In his year-end interview with CTV News Anchor and Chief Editor Lisa LaFlamme, Prime Minister Stephen Harper said that Canadians are going to have to make difficult choices.

"We all understand that the rate of health care system can't be sustained and will have to be tackled, so that we keep a system that Canadians value, Canadians depend on, but, can manage in a way that is affordable and will continue to be available for future generations."

Earlier, Flaherty said tying the increases to economic growth is the "best predictor" of government revenues.

"We have to be realistic," Flaherty told reporters Sunday night, ahead of Monday's meeting. "You can't have a fiscal plan that takes us in the direction of, quite frankly, some of the countries in southern Europe that have gotten into a lot of trouble."

Despite the potential for shrinking health spending, Flaherty stressed that there would be a "floor" that makes certain spending won't dip below three per cent.

However, B.C. Finance Minister Kevin Falcon said he was pleased with the plan, noting "from B.C.'s perspective, we think certainty is good thing."

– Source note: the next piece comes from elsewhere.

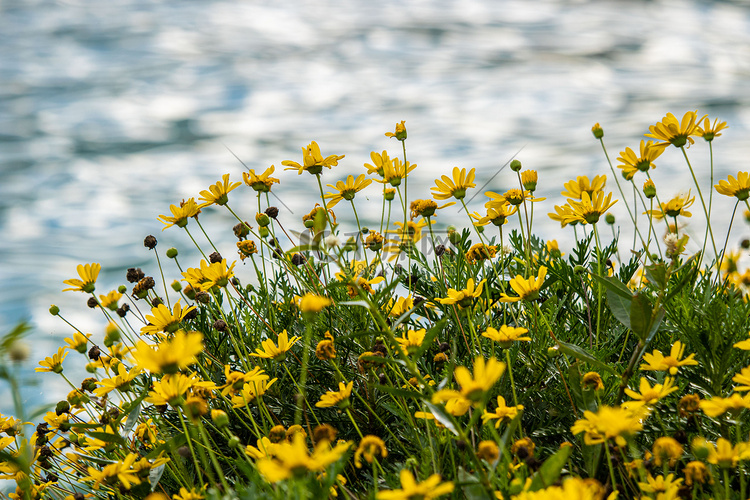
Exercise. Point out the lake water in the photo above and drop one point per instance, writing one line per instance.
(110, 111)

But federal Liberal Leader Bob Rae said tying the federal government's contribution to health care costs to economic growth makes no sense. He said an aging population, new technologies and a demand for higher levels of service are driving increases in cost -- not the economy.

Atlantic premiers have also criticized the idea of tying health transfers to growth, saying that would leave them with half of what they currently receive.

Officials from four provinces told The Canadian Press that they are united in insisting the new transfer agreement should continue with the current six-per-cent escalator.